CBS has touted Gameshow Marathon as being a British import, which is true as far as it goes. The original show was a special called Ant & Dec's Gameshow Marathon and was shown on the British commercial network ITV as part of the network's 50th anniversary. In other words it was a one shot deal. There was a solid reason for it which CBS seems to be lacking. I don't know if CBS thought that they could make more of the series than just a one shot - I certainly suspect they'd like to - but with what they've done they've certainly not succeeded. I think there are things that they could have done that would have made it more successful. One approach might have been to widen the pool of celebrities; you might not be picked for Price Is Right but you could be on Let's Make A Deal or one of the other preliminary round games, and in the same way if you were picked for Price Is Right and didn't win you wouldn't be able to guarantee that you'd be playing in one of the other shows. Another way to work it would be to select a group of ordinary people and actually play the games for the prizes leading up to the final big windfall for the players who made it to the final round of Family Feud. The truth is however that the format is cumbersome and it is difficult to really grasp who gets what for the people they are representing. The difference between this and Celebrity Poker Showdown is clear. There the format is clear as is exactly what the charities are getting, the pool of participants is wider, the celebrities are having fun and are interacting with each other while competing. And yeah, they're making mistakes and on the whole are doing something that they have no expertise at (although next week's episode features Jennifer "The Unabombshell" Tilley, who won the 2005 World Series Of Poker Women's Event and followed that up with the World Poker Tour's Ladies Night tournament - I would love to see her destroy the rest of the field) and making fools of themselves. But that's why the show is fun and why there have been eight tournaments. I have absolutely know doubt that we won't even see a second run of Gameshow Marathon which for the most part is a good thing. I think my only regret will be that we won't be able to see more Beat The Clock - it was fun in a sort of nostalgic non-bug eating way.

Wednesday, June 07, 2006

The 2006 Pokerstars World Blogger Championship Of Online Poker

I participated in this last year too. Great fun even though I didn't win anything - wait 'til this year!

Poker Tournament

I have registered to play in the PokerStars World Blogger Championship of Online Poker!

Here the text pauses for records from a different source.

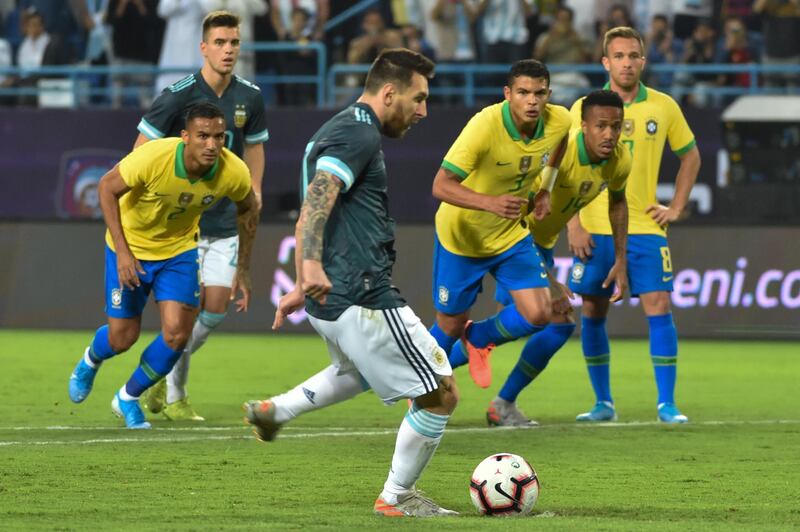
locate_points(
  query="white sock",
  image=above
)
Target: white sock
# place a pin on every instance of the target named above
(179, 375)
(323, 389)
(417, 440)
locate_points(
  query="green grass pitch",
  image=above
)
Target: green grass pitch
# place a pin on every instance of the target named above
(73, 467)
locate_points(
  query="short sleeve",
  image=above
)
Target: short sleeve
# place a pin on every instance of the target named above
(158, 120)
(680, 136)
(348, 151)
(472, 143)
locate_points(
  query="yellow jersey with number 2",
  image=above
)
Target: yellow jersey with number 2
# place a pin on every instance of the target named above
(652, 119)
(493, 158)
(161, 212)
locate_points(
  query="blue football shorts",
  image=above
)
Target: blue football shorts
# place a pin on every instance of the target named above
(457, 280)
(649, 266)
(173, 279)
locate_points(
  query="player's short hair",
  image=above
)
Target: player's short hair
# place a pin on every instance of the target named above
(621, 32)
(220, 19)
(601, 98)
(204, 110)
(397, 65)
(530, 68)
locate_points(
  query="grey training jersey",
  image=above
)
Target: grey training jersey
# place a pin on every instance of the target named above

This Online Poker Tournament is a No Limit Texas Holdem event exclusive to Bloggers.

Registration code: 8651831

I'm Ba-ack! - Thoughts From A Week With A US Satellite

Hey guys, I'm back at the old stand and glad of it. The past week was fine, don't get me wrong but I'm glad to be back home with my on bed, my own computer, and my own TV. Well at least I will be once I contact my cable company and see about dealing with some maintenance issues. All of my premium digital channels go all pixellated (blocky) if they show up at all during the hot days of summer - which started a couple of weeks ago around here - which used to be bearable but seems to get worse each year. Shaw Cable gets a call tomorrow.

I think I can mine this experience for maybe three articles. I forgot to take my notebook with me (well maybe forgot isn't quite the right word) so a lot of this is from memory but my memory is reasonably good. First up a bit of an overview in the style of my weekend Short Takes pieces. Warning, there's a bit of comment on softcore porn in this one - nothing explicit but it's there.

The Boss was right: I am of course referring to Bruce Springsteen's immortal 57 Channels And Nothin's On, and while I won't go so far as to say that everything was a waste of the ether, let us just say that if there was pick and choose in satellite TV there's a lot that I (and a lot of sane people) wouldn't be choosing. We all know that there are people who don't like sports who would eliminate all of the ESPN and Fox Sports channels from their lives, and I can certainly live a very full and happy life without most music channels but there's more. So many of the channels seem to be depending on an ongoing diet of reruns of shows that were produced a long long time ago by better people than them, or alternately on shows that were done on shoestring budgets - sometimes broken shoestrings at that. Maybe I wasn't watching at the right times - certainly I seemed to be looking in on a sort of cusp between old and new seasons for a lot of shows - but on the whole I found it difficult to get excited about a lot of channels.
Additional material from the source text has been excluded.